CHAPTER XXIV
“O DEATH, WHERE IS THY STING?”
An hour later the dusty little cavalcade filed slowly up a steep and rocky hill and drew rein beside a strip of woodland on the summit. On every side the country rolled away, barren and broken with crags; here and there a low growth of juniper bushes or a solitary fig tree, where the soil was more fertile. The dragoons dismounted at M. de Baudri’s command and surrounded the spot. It would be impossible for any one to escape down that bare hillside unseen. De Baudri’s eyes burned fiercely; he thought his prey within his grasp. Le Bossu was lame from the long and weary walk, and his drawn face was white, but his expression was full of content.
“A whole hour,” he said to himself. “Please God she is out of reach!”
He obeyed a motion of M. de Baudri’s hand and led the way into the wood. It was not thick and there was but little underbrush, for even here the ground was rocky and uncharitable. He looked about as he walked, as if he wanted to remember even little things now; almost all the trees were chestnuts, these and mulberries growing best in the neighborhood of Nîmes. He noticed the moss and the lichens, and here and there a wild vine trailed across the way. The wind blew keenly now from the north, and overhead the gray clouds hung low, but the west was glorious, the sun hanging just above the horizon. The hunchback noted all these things, and he heard the heavy tread of the men behind him, the rattle of M. de Baudri’s sword. He walked on; a great peace was filling his soul, his pulses throbbed evenly, he lifted his head; his life was, after all, worth much,—it was to pay her ransom. He came to the centre of the wood and sat down on a large rock; before him the trees parted and he could look straight toward the west, the whole landscape at his feet. He drew M. de Baudri’s money from his wallet and cast it on the ground.
A suspicion had been dawning upon de Baudri since they had dismounted, and he halted now and stared fiercely from the cobbler to the despised coins, the price of blood.
“Sang de Dieu!” he thundered, “where is the grotto, slave?”
Le Bossu turned on him a calm face.
“There is none, monsieur,” he replied simply.
De Baudri broke out with a terrible oath, drawing his sword.
“You lying, humped toad!” he said, “how dared you do this?”
He made a move as if to strike him dead, and then a sudden thought checked him.
“Bah!” he ejaculated, “soil my sword with the blood of such vermin? I am a fool. Where is the girl?” he added fiercely. “Pardieu, I will wring your neck!”
“I do not know where she is,” replied le Bossu, truthfully enough, for he did not know where they were then.
“And you led us here to cheat us, slave?” said de Baudri. “A fine scheme—as you will learn to your cost. If I thought you knew where she was, I’d torture it out of you with hot irons.”

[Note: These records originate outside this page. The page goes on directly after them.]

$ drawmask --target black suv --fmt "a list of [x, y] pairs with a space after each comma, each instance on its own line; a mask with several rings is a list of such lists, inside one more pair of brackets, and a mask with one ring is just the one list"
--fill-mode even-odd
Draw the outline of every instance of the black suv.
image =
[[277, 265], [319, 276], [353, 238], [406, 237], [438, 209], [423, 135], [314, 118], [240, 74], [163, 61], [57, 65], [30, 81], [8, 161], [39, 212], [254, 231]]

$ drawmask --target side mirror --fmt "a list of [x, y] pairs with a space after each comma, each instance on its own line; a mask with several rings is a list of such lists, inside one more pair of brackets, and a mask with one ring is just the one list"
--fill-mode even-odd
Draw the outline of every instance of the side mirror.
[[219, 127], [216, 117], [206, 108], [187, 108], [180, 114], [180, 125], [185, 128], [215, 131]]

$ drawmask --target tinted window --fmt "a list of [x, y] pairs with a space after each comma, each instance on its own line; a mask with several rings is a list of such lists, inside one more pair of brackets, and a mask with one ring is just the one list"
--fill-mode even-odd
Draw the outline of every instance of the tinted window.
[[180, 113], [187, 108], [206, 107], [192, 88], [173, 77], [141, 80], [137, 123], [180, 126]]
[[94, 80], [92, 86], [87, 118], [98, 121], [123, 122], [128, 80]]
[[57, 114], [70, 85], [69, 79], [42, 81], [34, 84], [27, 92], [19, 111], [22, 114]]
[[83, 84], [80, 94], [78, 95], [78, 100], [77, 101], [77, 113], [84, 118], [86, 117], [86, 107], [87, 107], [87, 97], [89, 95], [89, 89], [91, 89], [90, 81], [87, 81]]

The cobbler did not look at him; his brown eyes dwelt on the distance, and his soul was uplifted by the approaching joy of self-sacrifice. He did not hear the abuse that M. de Baudri continued to pour upon him; his life was passing before his eyes, his wretched, abused childhood, his sharp mortification over his physical infirmity, his silent, intense longing for friendship and love, his despised solitude, his hard, thankless labor; and now it was over, and not in vain! “Mother of God,” he prayed, “comfort the wretched.” He awoke to hear M. de Baudri ordering his soldiers to bring a rope.
A dragoon went for a piece that was coiled on the back of one of the horses. The troopers never hunted heretics without rope. He returned promptly, and approaching le Bossu was slipping the noose over his head, but another scheme had occurred to the leader.
“Hang him by the feet,” he said coolly, pointing with his white hand to a tree. “Sacrebleu! ’twill hurt more so.”
They secured the rope about the hunchback’s feet while their victim watched them with calm eyes.
“What matter,” he thought, “if I have saved her? May the bon Dieu make my sacrifice complete!”
De Baudri watched him coolly, wondering that the rapt face was so calm.
“When I give the order,” he said to the soldiers, “haul him up and let him hang twenty minutes. Now, rogue, where is the girl?”
No answer; the clear eyes looked straight toward the setting sun, over the beautiful valley of the Vaunage. The radiance of the west fell on his face, as though he looked through those golden gates into Paradise.
“Nom de St. Denis!” ejaculated de Baudri, “what a stubborn fool. Now, my men!”
He raised his hand carelessly and the cripple was drawn up by the feet to the limb of a tree, his head hanging with the face to the west. Ten minutes passed—twenty.
“Fire!” said M. de Baudri.
There was the crash of a volley, the blue smoke rose, the poor, misshapen body swung around in the red sunlight, and there was silence,—broken at last by the trample of horses as the troopers mounted and rode down the hill.
The sun set in a sea of gold; the gray clouds above turned the color of a red rose; a haze floated over Nîmes. In the wood, only the dead leaves rustled as they fell. In the upper room of the shop of Two Shoes, the candle before the shrine had burned down to the very end. It flickered and flared up, a single flame in the gloom, and then it went out forever.